For schizophrenia, most guidelines list the therapeutic range for quetiapine as about 300–800 mg/day.
At 200 mg/day, it’s usually considered below the standard maintenance range — more of a titration stage or a dose for someone extremely sensitive to side effects. Some people may get partial benefit at 200 mg, but for most adults, it would likely be sub-therapeutic for full symptom control.
In clinical practice, psychiatrists often:
Start low (e.g., 50–100 mg/day)
Increase by 50–100 mg/day every few days
Aim for ≥300 mg/day unless side effects or patient-specific factors prevent it
If you’re at 200 mg, it may mean the dose is still being adjusted, or your clinician is balancing symptom control against sedation and metabolic risks.
Do you want me to walk you through how quetiapine’s dose–response curve works for schizophrenia so you can see why200 mg might not be enough?
The highest dose of Seroquel XR I reached was 400mg
Like you said @el_Jimbobbio, 200mg is really like taking Benadryl
The “antipsychotic” effects usually start at 300 to 400mg.
It’s a good idea
Talk with your doctor
Edit: No the highest dose I reached was 350mg (pretty sure)
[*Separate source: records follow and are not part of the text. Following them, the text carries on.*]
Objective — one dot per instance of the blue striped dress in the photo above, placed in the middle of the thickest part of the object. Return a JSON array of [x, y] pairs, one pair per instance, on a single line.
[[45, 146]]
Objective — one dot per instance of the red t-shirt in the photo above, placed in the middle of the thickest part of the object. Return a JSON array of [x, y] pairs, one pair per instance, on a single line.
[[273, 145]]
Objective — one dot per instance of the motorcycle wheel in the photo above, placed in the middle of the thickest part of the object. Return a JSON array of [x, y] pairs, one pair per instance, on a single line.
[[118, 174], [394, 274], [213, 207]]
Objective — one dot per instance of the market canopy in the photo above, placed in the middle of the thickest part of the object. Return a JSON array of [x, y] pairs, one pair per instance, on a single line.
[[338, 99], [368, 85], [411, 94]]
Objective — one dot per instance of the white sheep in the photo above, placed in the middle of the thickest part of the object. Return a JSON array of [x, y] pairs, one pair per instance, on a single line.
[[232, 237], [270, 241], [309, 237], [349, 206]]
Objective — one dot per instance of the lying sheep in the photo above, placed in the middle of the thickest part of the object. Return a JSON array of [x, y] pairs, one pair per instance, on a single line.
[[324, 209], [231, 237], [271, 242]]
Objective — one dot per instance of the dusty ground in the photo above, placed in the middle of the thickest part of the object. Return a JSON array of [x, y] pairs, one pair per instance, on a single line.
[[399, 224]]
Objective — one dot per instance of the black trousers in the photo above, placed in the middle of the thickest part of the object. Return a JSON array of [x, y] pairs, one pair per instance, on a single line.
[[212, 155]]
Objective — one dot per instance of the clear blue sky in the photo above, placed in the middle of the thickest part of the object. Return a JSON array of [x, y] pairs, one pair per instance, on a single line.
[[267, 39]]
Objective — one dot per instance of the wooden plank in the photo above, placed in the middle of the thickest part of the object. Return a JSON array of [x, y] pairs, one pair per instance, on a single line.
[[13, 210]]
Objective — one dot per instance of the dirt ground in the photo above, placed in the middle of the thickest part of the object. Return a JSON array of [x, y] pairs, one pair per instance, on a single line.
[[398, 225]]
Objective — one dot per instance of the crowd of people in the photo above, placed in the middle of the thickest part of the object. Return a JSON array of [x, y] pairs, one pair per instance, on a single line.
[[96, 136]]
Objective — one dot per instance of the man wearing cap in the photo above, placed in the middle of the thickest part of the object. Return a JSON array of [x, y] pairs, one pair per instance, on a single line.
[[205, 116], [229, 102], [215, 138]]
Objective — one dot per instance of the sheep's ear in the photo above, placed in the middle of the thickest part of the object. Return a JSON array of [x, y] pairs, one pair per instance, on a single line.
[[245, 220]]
I think that when you are on therapeutic doses of other AP’s, a subtherapeutic dose of Seroquel can act as an AP booster. That’s how it acts for me anyway. @el_Jimbobbio@Wave@77nick77
@SkinnyMe raises a good point. Perhaps the sub therapeutic dose of Seroquel is okay, as long as it’s taken in conjunction with another AP. Either way, it’s certainly something to ask your pdoc about.
I just realized myself that I’m on a sub therapeutic dose of lurasidone (Latuda). I will ask my pdoc about that!
I was even on 100mg daily for 2 years and had no relapse. But I must admit that 100 and 200mg doses are weak for positive symptoms, and I have to take additional supplements like vitamins to reduce them. At least I’m not a zombie suffering much negative symptoms caused by APs.